Student Researcher; Seed - Multimodal Interaction & Model - RL Focused PhD Job San Jose area,California USA,Engineering

Position: Student Researcher (Seed - Multimodal Interaction & World Model - RL Focused) - 2026 Start (PhD)
The Seed Multimodal Interaction and World Model team is dedicated to developing models that boast human-level multimodal understanding and interaction capabilities. The team also aspires to advance the exploration and development of multimodal assistant products. We are looking for talented individuals to join us for an internship in 2026. PhD Internships at our Company aim to provide students with the opportunity to actively contribute to our products and research, and to the organization's future plans and emerging technologies.

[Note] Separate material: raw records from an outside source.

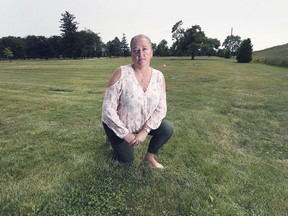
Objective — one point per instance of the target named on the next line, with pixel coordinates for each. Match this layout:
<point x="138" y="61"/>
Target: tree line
<point x="87" y="44"/>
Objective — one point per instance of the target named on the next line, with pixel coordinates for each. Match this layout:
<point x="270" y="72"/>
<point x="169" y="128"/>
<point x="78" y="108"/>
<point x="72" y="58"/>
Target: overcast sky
<point x="265" y="22"/>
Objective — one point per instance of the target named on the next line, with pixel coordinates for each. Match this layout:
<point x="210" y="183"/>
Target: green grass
<point x="277" y="56"/>
<point x="228" y="154"/>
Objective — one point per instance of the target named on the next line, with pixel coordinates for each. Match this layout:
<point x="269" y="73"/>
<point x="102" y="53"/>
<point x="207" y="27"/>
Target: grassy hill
<point x="228" y="154"/>
<point x="277" y="56"/>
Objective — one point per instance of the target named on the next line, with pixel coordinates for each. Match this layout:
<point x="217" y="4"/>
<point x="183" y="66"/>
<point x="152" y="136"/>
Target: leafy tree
<point x="87" y="43"/>
<point x="114" y="47"/>
<point x="162" y="49"/>
<point x="210" y="47"/>
<point x="191" y="41"/>
<point x="232" y="43"/>
<point x="69" y="28"/>
<point x="124" y="47"/>
<point x="55" y="45"/>
<point x="244" y="53"/>
<point x="7" y="53"/>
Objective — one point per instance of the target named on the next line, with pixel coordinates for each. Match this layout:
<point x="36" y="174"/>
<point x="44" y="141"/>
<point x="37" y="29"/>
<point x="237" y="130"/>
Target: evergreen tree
<point x="69" y="37"/>
<point x="244" y="53"/>
<point x="124" y="47"/>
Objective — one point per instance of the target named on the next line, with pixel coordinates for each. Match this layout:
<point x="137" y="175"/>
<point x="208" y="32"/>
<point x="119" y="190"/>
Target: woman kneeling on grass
<point x="134" y="106"/>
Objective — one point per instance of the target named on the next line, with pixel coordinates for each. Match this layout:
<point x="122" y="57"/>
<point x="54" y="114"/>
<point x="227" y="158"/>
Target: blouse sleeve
<point x="160" y="112"/>
<point x="109" y="110"/>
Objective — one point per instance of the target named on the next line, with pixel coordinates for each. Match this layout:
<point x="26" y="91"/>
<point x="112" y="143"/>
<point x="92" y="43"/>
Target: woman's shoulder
<point x="157" y="72"/>
<point x="118" y="74"/>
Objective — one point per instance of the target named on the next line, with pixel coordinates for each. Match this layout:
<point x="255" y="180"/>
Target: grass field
<point x="228" y="154"/>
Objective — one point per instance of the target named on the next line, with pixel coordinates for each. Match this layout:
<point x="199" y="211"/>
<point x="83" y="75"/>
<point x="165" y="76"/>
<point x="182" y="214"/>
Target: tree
<point x="232" y="43"/>
<point x="124" y="47"/>
<point x="69" y="28"/>
<point x="162" y="49"/>
<point x="7" y="53"/>
<point x="114" y="47"/>
<point x="244" y="53"/>
<point x="191" y="41"/>
<point x="210" y="47"/>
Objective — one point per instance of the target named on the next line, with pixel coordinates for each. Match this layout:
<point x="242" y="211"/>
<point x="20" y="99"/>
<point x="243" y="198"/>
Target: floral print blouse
<point x="128" y="109"/>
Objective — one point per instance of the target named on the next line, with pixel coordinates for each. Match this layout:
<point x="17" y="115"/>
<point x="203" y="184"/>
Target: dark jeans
<point x="125" y="153"/>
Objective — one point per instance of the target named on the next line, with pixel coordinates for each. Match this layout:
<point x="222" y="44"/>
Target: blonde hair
<point x="140" y="36"/>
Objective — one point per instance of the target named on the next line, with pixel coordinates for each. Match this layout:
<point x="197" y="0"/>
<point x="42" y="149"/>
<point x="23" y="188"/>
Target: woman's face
<point x="141" y="51"/>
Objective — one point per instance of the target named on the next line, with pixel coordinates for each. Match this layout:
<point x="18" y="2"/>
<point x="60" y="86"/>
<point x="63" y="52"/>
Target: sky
<point x="265" y="22"/>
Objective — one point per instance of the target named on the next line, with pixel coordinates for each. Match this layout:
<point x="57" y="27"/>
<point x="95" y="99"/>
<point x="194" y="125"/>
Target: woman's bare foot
<point x="151" y="159"/>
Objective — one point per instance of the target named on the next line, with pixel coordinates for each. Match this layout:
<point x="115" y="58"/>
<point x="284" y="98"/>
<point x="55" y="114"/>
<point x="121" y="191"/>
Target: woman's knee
<point x="167" y="128"/>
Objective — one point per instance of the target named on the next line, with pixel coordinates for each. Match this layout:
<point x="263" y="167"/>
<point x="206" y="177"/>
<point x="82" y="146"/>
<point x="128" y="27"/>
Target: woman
<point x="134" y="106"/>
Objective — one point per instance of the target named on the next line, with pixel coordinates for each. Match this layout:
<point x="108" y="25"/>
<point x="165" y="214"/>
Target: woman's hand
<point x="139" y="138"/>
<point x="129" y="137"/>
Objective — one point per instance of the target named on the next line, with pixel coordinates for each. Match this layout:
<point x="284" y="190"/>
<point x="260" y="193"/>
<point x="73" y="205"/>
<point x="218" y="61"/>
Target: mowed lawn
<point x="228" y="154"/>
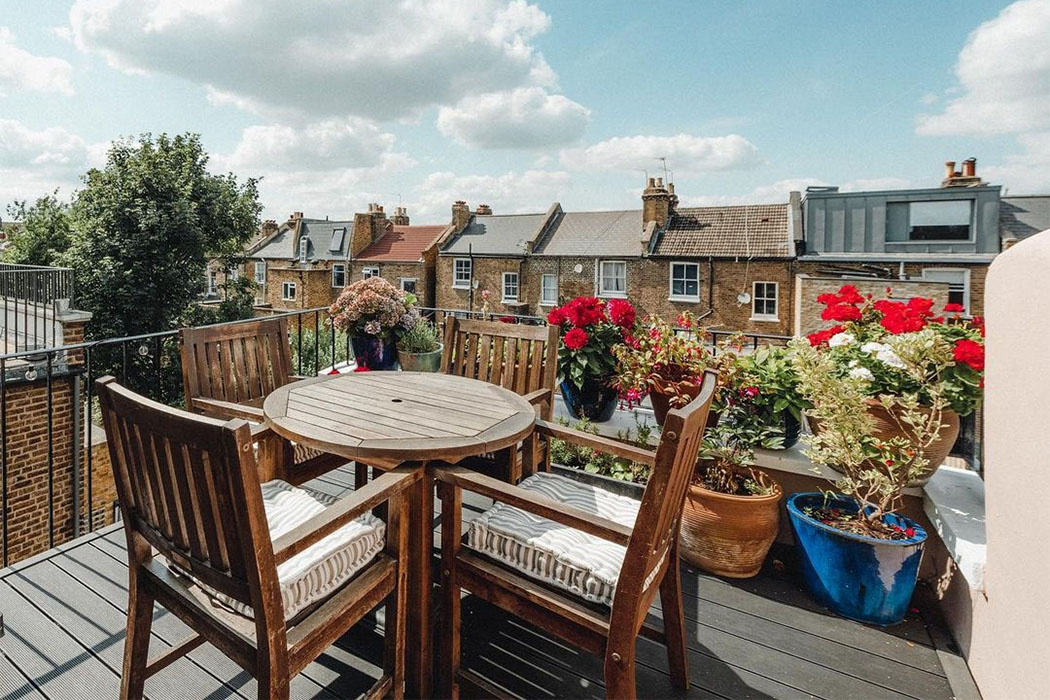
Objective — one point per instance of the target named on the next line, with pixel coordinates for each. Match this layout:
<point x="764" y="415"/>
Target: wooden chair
<point x="649" y="553"/>
<point x="188" y="487"/>
<point x="229" y="369"/>
<point x="515" y="356"/>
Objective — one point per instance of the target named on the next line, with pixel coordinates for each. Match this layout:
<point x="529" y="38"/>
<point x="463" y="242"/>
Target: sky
<point x="516" y="104"/>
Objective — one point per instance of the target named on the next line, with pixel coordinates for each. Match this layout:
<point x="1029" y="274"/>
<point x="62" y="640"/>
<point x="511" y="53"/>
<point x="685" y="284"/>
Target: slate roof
<point x="1020" y="217"/>
<point x="404" y="244"/>
<point x="594" y="233"/>
<point x="496" y="234"/>
<point x="738" y="231"/>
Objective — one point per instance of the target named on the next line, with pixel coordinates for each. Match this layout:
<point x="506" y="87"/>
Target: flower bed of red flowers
<point x="863" y="324"/>
<point x="591" y="329"/>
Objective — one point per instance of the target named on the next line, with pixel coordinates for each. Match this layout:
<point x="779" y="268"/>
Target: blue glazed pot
<point x="859" y="577"/>
<point x="595" y="401"/>
<point x="374" y="353"/>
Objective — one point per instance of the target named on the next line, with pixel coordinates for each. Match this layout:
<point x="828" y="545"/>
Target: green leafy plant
<point x="421" y="338"/>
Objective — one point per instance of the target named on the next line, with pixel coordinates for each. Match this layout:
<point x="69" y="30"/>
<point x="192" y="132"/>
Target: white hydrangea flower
<point x="862" y="373"/>
<point x="840" y="339"/>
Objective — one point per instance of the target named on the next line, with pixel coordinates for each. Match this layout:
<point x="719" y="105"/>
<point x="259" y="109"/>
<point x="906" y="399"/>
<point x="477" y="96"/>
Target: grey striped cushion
<point x="570" y="559"/>
<point x="319" y="570"/>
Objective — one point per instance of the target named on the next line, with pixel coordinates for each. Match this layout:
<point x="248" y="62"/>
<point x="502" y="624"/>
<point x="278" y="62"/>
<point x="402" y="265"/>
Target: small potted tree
<point x="591" y="330"/>
<point x="419" y="347"/>
<point x="860" y="556"/>
<point x="374" y="313"/>
<point x="663" y="363"/>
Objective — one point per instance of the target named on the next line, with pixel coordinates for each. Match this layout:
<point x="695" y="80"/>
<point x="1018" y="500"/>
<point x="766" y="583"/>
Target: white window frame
<point x="670" y="282"/>
<point x="544" y="300"/>
<point x="457" y="282"/>
<point x="966" y="282"/>
<point x="754" y="300"/>
<point x="613" y="294"/>
<point x="517" y="287"/>
<point x="341" y="267"/>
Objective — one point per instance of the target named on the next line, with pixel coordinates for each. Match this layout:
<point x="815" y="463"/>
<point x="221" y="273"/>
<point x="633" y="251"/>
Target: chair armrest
<point x="227" y="409"/>
<point x="596" y="442"/>
<point x="534" y="503"/>
<point x="342" y="511"/>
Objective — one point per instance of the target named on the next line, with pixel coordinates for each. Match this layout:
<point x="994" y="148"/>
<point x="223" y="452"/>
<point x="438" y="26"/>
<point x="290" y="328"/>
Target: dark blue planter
<point x="374" y="353"/>
<point x="862" y="578"/>
<point x="595" y="401"/>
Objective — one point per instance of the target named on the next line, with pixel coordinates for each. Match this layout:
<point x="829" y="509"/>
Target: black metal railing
<point x="30" y="299"/>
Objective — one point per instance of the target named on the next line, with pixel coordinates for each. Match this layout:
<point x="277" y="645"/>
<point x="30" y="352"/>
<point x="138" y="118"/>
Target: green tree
<point x="44" y="234"/>
<point x="144" y="228"/>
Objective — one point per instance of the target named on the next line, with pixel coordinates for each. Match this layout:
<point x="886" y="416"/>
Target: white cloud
<point x="684" y="152"/>
<point x="20" y="69"/>
<point x="379" y="60"/>
<point x="1004" y="72"/>
<point x="524" y="118"/>
<point x="509" y="193"/>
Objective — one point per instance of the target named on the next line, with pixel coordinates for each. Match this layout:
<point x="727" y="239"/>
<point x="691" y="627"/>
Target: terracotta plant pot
<point x="886" y="427"/>
<point x="729" y="535"/>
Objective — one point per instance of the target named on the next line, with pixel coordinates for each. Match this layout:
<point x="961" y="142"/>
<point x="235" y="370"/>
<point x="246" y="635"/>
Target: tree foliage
<point x="44" y="234"/>
<point x="144" y="228"/>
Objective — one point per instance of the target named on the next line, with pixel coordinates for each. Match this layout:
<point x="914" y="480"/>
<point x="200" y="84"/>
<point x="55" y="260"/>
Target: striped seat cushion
<point x="570" y="559"/>
<point x="319" y="570"/>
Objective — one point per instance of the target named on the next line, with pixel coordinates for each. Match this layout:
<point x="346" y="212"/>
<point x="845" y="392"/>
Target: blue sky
<point x="340" y="103"/>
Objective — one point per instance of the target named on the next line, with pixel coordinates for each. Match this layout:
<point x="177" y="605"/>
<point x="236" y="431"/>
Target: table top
<point x="399" y="416"/>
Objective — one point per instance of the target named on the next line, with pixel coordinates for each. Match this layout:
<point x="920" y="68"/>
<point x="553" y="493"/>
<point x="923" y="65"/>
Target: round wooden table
<point x="387" y="419"/>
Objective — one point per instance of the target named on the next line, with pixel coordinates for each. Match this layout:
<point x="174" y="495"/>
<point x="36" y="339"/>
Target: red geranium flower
<point x="575" y="338"/>
<point x="622" y="313"/>
<point x="969" y="353"/>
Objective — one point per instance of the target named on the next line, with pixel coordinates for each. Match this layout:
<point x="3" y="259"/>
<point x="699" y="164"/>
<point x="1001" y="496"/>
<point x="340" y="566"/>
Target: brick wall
<point x="807" y="310"/>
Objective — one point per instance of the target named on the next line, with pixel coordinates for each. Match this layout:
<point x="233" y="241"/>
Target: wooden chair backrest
<point x="659" y="514"/>
<point x="518" y="357"/>
<point x="235" y="362"/>
<point x="187" y="485"/>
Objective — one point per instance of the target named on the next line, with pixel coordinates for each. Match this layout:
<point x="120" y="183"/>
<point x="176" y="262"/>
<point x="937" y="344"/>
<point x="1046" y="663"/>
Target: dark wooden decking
<point x="64" y="614"/>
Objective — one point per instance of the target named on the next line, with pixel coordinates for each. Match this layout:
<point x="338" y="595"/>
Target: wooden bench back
<point x="236" y="362"/>
<point x="659" y="514"/>
<point x="187" y="485"/>
<point x="517" y="357"/>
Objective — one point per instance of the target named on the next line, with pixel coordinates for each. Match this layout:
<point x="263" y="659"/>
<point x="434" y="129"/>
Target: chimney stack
<point x="461" y="215"/>
<point x="655" y="203"/>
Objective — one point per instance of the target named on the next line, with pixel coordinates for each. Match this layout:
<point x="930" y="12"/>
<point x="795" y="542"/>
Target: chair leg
<point x="137" y="640"/>
<point x="620" y="682"/>
<point x="674" y="622"/>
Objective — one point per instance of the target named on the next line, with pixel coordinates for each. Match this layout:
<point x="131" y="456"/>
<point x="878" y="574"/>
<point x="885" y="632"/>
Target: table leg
<point x="419" y="652"/>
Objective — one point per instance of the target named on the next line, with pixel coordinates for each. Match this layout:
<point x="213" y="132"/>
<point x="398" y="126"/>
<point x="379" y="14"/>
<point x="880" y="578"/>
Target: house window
<point x="462" y="273"/>
<point x="338" y="275"/>
<point x="612" y="278"/>
<point x="763" y="301"/>
<point x="959" y="283"/>
<point x="509" y="287"/>
<point x="548" y="290"/>
<point x="685" y="281"/>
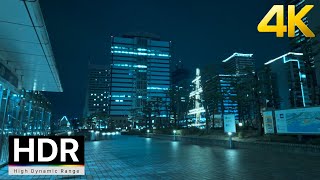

PhD internships at Our Company provides students with the opportunity to actively contribute to our products and research, and to the organization's future plans and emerging technologies. Our dynamic internship experience blends hands-on learning, enriching community-building and development events, and collaboration with industry experts. Applications will be reviewed on a rolling basis - we encourage you to apply early. Please state your availability clearly in your resume (Start date, End date).

Responsibilities:

- Design and implement reinforcement learning (RL) training systems for large-scale multimodal foundation models - Develop unified modeling frameworks that integrate video, audio, and language, with a focus on visual latent reasoning - Explore RL-based approaches to bridge understanding and generation for multimodal visual reasoning - Collaborate with researchers to evaluate models on tasks involving world modeling, reasoning, and instruction-conditioned generation

Minimum Qualifications:

- Currently pursuing a PhD in Software Development, Computer Science, Computer Engineering, or a related technical discipline - Publications in accredited venues, such as CVPR, ECCV, ICCV, NeurIPS, ICLR, ICML, or other leading conferences in AI and ML - Strong research background in at least one of the following: reinforcement learning, multimodal learning, video understanding, or vision-language modeling

Preferred Qualifications:

- Experience with reinforcement learning in multimodal or interactive environments - Familiarity with video generation or diffusion-based generative models

- Experience with large-scale model training (e.g., distributed training, curriculum learning, or memory-augmented transformers) - Solid programming and engineering skills, with experience building training or evaluation pipelines for ML models As a condition of employment, all successful candidates must be able to establish authorization to work in the United States. For this position, the Company does not provide sponsorship or any immigration-related benefits.